Project Management
Programming for Data Science
What is Project Management?
Broadly speaking, project management (PM) is a class of rational methods and protocols for organizing the labor of complex activities in order to achieve specific outcomes that are on time and on budget.
PM is important for data science programming because programming means building software, and software projects often invovle teams building complicated products for clients.
PM is an established field that is used for many activities, from military operations to business processes.
It is a profession in which you can be certified as a CPM.
It is a field of study with an established and large body of knowledge known as PMBOK.
The history of PM dates to the early 20th century when scientific techniques were applied to management and manufacturing.
One of the earliest tools of project management is the Gantt Chart, a tool to visualize the relationship between many labor and production components.
PM becomes highly developed in the 1950s and ’60s in the post-war era.
Think of the complexity of the Manhattan Project or NASA’s moon shot.
From the beginning, PM has been used to support critical operations: weapons systems, air traffic control, financial systems, health care, etc.
Increasingly, software became involved in all of the operations.
But in the 1960s, the US Department of Defense’s study of software problems found that:
\(47\%\) of software delivered could not be used, as it usually didn’t meet requirements.

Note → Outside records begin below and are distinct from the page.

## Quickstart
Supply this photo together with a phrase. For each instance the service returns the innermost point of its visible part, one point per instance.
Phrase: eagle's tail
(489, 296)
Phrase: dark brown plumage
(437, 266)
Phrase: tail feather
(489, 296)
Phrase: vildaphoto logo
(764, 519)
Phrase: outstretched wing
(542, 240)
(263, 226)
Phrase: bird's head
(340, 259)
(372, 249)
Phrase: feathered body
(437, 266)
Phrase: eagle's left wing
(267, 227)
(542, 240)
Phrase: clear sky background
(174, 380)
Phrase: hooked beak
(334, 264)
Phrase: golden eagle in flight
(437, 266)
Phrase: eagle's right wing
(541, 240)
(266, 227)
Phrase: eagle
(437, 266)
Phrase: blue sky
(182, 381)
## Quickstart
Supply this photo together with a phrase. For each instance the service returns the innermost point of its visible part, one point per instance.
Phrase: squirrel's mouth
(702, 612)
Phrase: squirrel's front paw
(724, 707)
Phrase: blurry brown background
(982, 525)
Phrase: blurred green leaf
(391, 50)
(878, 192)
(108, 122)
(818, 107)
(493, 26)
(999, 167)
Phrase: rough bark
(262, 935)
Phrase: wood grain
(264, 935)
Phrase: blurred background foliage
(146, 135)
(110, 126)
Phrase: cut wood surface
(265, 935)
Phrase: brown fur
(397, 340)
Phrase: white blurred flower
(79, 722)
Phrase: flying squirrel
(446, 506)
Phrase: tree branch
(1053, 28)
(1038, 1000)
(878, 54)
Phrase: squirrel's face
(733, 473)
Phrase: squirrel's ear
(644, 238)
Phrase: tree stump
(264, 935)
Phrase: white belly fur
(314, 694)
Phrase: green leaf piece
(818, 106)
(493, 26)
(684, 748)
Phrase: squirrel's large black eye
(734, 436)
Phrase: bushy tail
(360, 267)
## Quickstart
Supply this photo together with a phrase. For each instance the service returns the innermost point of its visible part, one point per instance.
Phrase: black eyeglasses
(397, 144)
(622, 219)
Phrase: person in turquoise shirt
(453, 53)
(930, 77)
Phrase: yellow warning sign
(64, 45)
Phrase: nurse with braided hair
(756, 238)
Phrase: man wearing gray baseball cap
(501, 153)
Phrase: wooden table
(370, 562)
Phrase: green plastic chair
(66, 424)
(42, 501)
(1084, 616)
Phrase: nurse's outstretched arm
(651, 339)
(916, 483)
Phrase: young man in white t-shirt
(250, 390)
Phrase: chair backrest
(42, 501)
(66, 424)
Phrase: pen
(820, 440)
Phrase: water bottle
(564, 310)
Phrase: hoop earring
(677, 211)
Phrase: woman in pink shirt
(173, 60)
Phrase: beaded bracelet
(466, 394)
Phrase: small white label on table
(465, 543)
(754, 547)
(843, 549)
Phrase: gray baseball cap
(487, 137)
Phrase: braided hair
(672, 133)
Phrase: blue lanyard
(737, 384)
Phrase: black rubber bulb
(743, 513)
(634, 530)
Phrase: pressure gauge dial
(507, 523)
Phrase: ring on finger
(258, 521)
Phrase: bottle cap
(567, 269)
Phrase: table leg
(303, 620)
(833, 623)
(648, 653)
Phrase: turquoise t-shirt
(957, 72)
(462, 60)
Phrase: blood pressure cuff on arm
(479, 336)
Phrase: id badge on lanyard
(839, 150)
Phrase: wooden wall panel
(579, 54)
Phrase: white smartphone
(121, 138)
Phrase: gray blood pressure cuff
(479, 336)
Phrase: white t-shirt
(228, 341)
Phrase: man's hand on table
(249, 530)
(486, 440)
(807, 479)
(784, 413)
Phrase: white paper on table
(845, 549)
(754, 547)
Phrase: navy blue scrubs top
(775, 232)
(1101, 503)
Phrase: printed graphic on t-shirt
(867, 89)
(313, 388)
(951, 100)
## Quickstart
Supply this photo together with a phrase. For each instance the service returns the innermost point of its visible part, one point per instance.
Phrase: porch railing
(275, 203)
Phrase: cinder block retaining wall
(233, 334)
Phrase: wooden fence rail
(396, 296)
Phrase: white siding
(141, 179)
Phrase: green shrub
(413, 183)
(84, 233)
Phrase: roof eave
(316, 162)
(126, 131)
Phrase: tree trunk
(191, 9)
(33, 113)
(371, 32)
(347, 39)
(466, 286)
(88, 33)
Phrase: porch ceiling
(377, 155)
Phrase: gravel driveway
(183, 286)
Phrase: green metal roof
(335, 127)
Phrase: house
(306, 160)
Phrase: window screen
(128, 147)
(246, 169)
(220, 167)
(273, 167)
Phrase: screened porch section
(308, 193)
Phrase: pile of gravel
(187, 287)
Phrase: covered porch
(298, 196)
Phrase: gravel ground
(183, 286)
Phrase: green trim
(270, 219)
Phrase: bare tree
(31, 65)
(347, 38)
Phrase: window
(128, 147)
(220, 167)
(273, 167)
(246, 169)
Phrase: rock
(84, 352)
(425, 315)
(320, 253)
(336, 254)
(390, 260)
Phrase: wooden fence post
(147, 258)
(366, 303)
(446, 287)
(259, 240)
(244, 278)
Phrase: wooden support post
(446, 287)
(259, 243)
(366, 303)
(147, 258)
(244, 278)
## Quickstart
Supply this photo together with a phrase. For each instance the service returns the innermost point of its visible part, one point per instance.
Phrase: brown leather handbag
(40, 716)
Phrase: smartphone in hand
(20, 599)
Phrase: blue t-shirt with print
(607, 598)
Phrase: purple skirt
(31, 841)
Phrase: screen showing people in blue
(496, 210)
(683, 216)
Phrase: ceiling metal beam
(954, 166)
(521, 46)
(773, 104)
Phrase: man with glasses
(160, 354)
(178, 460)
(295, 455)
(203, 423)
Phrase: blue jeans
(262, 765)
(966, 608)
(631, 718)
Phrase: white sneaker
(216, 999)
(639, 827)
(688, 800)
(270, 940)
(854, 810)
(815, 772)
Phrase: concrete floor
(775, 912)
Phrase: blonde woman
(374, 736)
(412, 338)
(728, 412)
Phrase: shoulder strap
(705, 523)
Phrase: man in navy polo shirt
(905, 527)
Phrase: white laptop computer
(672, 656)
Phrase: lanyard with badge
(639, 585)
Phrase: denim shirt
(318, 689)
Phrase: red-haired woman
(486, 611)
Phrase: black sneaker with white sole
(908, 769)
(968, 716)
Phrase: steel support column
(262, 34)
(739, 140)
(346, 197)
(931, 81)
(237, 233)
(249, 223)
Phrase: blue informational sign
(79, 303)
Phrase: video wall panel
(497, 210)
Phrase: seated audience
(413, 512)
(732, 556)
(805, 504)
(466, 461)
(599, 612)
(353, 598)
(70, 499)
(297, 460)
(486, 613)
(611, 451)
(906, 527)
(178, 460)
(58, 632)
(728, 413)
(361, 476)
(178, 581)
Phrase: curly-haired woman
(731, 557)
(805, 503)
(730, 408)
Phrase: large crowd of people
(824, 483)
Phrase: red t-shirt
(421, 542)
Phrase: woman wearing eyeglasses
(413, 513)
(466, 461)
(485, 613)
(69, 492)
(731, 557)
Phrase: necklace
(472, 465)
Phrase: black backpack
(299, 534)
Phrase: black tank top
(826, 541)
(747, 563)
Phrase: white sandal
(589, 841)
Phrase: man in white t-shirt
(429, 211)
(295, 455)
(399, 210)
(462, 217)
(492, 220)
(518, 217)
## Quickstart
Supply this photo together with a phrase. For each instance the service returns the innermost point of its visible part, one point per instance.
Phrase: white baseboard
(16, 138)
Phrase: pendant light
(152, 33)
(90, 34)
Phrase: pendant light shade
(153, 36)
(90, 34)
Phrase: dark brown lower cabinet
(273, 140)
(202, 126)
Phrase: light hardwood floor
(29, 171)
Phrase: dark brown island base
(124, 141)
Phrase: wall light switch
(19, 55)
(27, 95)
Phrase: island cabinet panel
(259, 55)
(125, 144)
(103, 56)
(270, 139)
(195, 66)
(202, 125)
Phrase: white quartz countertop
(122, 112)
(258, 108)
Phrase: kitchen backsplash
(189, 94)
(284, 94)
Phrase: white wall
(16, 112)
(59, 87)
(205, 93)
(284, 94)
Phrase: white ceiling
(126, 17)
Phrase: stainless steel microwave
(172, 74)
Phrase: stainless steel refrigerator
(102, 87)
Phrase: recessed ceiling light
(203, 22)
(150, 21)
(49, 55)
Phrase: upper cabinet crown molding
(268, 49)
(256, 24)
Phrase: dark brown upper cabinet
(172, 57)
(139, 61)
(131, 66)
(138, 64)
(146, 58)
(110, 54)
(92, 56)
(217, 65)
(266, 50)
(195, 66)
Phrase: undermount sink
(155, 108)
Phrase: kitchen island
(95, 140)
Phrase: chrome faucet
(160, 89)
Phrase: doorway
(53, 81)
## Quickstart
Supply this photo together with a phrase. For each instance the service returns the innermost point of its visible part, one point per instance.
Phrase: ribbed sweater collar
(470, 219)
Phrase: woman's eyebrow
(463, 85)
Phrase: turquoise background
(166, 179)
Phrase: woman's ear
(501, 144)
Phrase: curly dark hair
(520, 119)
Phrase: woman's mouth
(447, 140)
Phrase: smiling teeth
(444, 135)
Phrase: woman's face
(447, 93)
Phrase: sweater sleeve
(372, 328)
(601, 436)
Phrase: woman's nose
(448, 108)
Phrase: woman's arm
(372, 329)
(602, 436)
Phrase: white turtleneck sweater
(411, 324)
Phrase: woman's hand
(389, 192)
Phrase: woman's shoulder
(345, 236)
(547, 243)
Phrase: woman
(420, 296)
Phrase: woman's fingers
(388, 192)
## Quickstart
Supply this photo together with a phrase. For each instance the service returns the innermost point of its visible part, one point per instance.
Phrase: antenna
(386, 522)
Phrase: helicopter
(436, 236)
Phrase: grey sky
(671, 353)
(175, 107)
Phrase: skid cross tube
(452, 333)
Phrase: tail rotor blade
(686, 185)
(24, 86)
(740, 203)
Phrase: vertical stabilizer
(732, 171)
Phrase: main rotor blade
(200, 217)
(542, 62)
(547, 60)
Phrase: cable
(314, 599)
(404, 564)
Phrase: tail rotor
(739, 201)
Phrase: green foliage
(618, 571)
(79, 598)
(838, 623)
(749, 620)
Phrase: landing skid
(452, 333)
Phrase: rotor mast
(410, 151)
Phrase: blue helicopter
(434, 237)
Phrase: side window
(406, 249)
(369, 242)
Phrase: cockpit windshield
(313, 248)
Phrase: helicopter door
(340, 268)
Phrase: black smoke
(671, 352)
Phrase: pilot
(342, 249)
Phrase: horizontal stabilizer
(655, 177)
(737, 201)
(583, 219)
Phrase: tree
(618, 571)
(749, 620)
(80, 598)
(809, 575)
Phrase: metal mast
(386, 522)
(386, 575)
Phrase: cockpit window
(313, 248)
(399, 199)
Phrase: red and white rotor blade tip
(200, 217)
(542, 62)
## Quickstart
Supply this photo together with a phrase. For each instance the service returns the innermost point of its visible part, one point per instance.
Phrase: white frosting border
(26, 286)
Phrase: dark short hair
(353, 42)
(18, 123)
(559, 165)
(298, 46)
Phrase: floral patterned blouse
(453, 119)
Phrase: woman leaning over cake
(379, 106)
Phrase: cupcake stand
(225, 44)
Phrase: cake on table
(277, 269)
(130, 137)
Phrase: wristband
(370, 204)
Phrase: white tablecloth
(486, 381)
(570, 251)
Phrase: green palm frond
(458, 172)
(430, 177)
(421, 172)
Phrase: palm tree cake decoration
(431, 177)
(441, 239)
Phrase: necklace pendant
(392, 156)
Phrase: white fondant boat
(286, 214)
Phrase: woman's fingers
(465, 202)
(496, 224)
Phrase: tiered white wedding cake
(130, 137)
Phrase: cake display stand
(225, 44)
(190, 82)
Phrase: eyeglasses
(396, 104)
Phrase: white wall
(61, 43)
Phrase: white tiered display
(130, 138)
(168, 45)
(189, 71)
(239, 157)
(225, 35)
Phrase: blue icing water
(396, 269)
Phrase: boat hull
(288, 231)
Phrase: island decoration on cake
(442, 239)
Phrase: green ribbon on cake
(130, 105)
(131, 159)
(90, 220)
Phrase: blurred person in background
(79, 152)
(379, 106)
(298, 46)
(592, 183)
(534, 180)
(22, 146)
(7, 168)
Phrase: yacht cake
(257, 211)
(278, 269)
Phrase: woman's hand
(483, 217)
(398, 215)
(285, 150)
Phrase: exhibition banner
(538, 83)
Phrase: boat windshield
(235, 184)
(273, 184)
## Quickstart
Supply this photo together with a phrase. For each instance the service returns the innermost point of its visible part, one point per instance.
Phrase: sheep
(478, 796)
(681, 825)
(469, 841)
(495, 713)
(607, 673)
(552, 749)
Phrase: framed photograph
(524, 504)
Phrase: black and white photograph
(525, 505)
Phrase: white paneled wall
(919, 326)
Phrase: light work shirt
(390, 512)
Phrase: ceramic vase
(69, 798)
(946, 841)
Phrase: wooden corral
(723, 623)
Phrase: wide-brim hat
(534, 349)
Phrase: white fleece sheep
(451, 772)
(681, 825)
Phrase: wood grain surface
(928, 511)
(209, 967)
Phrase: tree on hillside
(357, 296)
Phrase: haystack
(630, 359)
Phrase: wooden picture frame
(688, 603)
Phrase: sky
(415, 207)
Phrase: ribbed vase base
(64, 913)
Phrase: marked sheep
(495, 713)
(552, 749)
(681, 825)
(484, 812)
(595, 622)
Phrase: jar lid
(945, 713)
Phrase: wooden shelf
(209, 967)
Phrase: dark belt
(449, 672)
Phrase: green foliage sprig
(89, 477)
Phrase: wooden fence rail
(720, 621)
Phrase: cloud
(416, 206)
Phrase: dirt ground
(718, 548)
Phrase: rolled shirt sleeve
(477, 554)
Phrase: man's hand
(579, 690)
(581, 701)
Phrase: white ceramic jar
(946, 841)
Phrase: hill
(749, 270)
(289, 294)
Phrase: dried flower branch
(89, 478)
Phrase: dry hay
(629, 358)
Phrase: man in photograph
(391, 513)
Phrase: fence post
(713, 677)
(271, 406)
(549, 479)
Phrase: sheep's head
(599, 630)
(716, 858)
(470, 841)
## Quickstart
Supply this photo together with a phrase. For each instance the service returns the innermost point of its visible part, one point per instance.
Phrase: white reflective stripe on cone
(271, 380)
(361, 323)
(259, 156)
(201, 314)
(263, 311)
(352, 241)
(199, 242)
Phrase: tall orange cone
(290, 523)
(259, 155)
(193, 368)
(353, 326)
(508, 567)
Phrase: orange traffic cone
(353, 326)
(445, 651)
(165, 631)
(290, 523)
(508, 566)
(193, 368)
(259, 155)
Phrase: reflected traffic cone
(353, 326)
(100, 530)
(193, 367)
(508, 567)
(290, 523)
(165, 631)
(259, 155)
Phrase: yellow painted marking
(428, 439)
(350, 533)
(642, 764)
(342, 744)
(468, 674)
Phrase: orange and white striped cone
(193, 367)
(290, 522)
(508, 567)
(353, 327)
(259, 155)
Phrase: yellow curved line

\(29\%\) of funded software was never delivered, as it was usually canceled due to cost/schedule overruns.
\(19\%\) of software was useful after extensive rework, and it usually cost \(36\) times more to fix problems after release.
Eventually, PM was adapted to software development, to address these issues.
Software development is hard for many reasons:
Hardware and software are inherently complex.
Code is imperfect and error-prone.
Code is always an interpretation of specifications that are always underspecified.
Code is underspecified in two senses:
First, there is the inherent inadequacy of language to represent reality.
“The map is not the terrain”
Second is the fact that people don’t know what they want even when they say they do.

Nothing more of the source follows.